The NCI reported that, overall, daily cigar smokers get oral and
esophageal cancers almost as often as cigarette smokers. But they
face much lower risks of lung cancer, coronary heart disease and
chronic obstructive lung disease -- the three main smoking-related
causes of death. Cigar smokers who inhale deeply face measurably
higher risks of heart disease and emphysema (though still not
as high as those faced by cigarette smokers).

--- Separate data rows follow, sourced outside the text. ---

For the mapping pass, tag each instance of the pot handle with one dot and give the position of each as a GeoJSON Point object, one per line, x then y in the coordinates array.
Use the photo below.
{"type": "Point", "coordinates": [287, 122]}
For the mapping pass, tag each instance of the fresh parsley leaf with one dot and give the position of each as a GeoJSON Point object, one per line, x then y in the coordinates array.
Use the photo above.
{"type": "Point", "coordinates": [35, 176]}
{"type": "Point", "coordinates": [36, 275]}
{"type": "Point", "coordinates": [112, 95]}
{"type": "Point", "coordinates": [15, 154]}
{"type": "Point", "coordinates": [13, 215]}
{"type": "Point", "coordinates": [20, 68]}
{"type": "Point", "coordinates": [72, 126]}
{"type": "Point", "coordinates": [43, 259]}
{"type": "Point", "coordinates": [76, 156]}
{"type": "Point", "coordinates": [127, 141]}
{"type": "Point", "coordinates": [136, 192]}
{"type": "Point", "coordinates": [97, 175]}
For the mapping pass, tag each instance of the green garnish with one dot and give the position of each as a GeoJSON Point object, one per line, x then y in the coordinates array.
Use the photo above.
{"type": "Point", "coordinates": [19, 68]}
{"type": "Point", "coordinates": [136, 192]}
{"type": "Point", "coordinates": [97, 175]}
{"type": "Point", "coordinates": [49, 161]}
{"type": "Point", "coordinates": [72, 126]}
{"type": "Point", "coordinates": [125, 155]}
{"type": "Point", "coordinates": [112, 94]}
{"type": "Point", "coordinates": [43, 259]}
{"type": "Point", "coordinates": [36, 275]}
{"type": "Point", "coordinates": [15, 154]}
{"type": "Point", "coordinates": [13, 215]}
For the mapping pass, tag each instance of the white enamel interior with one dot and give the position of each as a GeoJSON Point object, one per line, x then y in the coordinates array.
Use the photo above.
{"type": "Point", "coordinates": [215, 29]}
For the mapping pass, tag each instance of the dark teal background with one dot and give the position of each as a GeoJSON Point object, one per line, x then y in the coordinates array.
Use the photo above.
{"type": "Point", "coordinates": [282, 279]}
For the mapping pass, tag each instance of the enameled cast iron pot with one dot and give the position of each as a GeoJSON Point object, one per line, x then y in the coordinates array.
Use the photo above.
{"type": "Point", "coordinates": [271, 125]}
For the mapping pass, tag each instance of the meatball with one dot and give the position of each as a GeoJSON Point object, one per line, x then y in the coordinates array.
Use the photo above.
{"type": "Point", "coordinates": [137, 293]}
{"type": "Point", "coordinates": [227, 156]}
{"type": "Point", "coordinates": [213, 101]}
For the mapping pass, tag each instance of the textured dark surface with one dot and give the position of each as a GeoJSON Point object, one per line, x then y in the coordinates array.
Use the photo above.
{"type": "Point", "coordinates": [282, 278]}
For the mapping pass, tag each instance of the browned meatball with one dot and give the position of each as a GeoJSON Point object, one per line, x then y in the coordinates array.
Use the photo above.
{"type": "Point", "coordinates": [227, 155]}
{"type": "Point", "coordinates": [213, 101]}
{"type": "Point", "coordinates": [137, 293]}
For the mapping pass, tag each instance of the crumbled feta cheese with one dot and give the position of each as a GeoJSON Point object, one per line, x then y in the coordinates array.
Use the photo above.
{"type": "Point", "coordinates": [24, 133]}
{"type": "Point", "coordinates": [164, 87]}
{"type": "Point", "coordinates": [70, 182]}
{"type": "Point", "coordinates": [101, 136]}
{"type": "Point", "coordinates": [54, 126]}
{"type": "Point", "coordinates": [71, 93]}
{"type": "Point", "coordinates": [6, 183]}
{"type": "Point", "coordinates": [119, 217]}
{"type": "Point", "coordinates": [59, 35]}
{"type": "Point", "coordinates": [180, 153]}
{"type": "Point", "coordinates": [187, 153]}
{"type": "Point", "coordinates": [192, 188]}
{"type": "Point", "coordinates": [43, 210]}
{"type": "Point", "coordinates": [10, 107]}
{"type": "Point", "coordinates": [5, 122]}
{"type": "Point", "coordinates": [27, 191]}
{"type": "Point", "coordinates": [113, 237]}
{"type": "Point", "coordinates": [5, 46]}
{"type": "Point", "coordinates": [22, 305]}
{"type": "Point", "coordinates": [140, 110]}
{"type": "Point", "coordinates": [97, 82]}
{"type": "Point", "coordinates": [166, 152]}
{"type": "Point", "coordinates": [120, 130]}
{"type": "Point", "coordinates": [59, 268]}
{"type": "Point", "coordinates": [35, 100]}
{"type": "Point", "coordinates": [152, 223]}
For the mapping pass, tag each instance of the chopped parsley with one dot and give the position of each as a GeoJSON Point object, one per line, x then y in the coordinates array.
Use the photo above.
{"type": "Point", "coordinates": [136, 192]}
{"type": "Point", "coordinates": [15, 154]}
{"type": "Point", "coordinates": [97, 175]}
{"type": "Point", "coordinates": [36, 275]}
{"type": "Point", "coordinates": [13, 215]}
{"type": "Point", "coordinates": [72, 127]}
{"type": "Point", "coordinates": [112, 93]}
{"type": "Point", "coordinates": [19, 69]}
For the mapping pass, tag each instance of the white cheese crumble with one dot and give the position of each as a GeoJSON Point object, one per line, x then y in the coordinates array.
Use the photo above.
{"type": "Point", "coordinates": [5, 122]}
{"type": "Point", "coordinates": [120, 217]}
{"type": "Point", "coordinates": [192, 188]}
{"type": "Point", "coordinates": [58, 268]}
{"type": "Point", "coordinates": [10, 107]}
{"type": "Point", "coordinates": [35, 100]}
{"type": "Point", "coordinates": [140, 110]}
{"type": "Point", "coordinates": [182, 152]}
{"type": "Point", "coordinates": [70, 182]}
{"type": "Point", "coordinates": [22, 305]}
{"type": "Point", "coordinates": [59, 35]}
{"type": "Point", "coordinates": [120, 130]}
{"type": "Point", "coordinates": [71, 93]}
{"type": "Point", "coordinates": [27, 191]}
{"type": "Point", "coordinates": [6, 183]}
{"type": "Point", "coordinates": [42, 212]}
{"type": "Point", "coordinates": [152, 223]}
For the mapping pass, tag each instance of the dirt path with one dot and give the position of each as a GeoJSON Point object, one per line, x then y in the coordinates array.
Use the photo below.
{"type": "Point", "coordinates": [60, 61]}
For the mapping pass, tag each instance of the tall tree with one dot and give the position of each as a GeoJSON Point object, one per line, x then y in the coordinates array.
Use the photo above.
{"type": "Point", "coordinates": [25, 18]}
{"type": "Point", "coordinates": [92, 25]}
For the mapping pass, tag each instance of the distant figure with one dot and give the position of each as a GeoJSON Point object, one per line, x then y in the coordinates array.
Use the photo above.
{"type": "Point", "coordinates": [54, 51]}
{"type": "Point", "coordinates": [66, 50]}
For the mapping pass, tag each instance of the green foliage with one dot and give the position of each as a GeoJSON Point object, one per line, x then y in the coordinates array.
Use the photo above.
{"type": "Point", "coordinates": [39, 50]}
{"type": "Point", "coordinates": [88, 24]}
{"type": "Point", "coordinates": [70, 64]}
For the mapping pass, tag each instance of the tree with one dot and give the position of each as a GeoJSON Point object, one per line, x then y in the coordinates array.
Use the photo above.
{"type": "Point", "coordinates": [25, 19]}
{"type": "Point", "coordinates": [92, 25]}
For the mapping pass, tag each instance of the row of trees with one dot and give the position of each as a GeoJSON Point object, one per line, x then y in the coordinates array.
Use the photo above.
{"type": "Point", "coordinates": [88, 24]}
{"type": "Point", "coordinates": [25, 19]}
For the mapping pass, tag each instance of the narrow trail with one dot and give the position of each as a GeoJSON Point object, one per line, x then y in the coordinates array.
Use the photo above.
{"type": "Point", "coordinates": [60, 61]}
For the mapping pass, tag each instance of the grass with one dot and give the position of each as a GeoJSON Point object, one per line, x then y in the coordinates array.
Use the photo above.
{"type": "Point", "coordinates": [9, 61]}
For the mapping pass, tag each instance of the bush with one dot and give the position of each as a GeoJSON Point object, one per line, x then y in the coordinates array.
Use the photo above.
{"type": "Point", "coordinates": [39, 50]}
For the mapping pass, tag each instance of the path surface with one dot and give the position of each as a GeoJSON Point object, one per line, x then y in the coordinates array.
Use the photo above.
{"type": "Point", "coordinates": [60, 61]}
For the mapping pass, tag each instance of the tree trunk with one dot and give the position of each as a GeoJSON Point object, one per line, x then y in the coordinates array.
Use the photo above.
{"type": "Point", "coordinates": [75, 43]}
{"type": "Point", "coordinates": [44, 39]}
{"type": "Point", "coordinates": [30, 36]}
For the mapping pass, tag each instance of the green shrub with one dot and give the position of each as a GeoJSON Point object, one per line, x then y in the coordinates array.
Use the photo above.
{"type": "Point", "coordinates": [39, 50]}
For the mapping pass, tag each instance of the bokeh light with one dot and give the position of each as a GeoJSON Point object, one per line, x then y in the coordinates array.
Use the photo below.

The upshot can be seen in mortality figures. In a 1985 American
Cancer Society study cited by the NCI, men who smoked a cigar
or two a day were only 2% more likely to die during a 12-year
period than nonsmokers, a difference that was not statistically
significant. By contrast, the mortality rate was 69% higher for
men who smoked a pack of cigarettes a day.
"As many as three-quarters of cigar smokers smoke only occasionally,"
the NCI noted and "the majority of cigar smokers do not inhale."
Since the available data apply only to people who smoke at least
one cigar a day, "the health risks of occasional cigar smokers...are
not known."
In other words, it has not been determined whether smoking cigars
in moderation -- with moderation defined by the way most cigar
smokers actually be-have -- poses a measurable health risk. Yet
this point was lost on most news organizations. The headline in
the San Francisco Chronicle read, "Cancer Insti-tute's
Warning on Cigars: Just As Bad
As Cigarettes." An Associated Press story said the NCI report
was "intended to equate dangers posed by the two products."
The UPI declared, "New findings give more weight to warnings
that cigars can be at least as hazardous as cigarettes."
Still, the clear difference in risk between cigars and cigarettes
was confirmed once again in a study published by The New England
Journal of Medicine in June 1999. This time, reporters paid
closer attention, probably because even the researchers themselves
emphasized that cigars are not nearly as hazardous as cigarettes.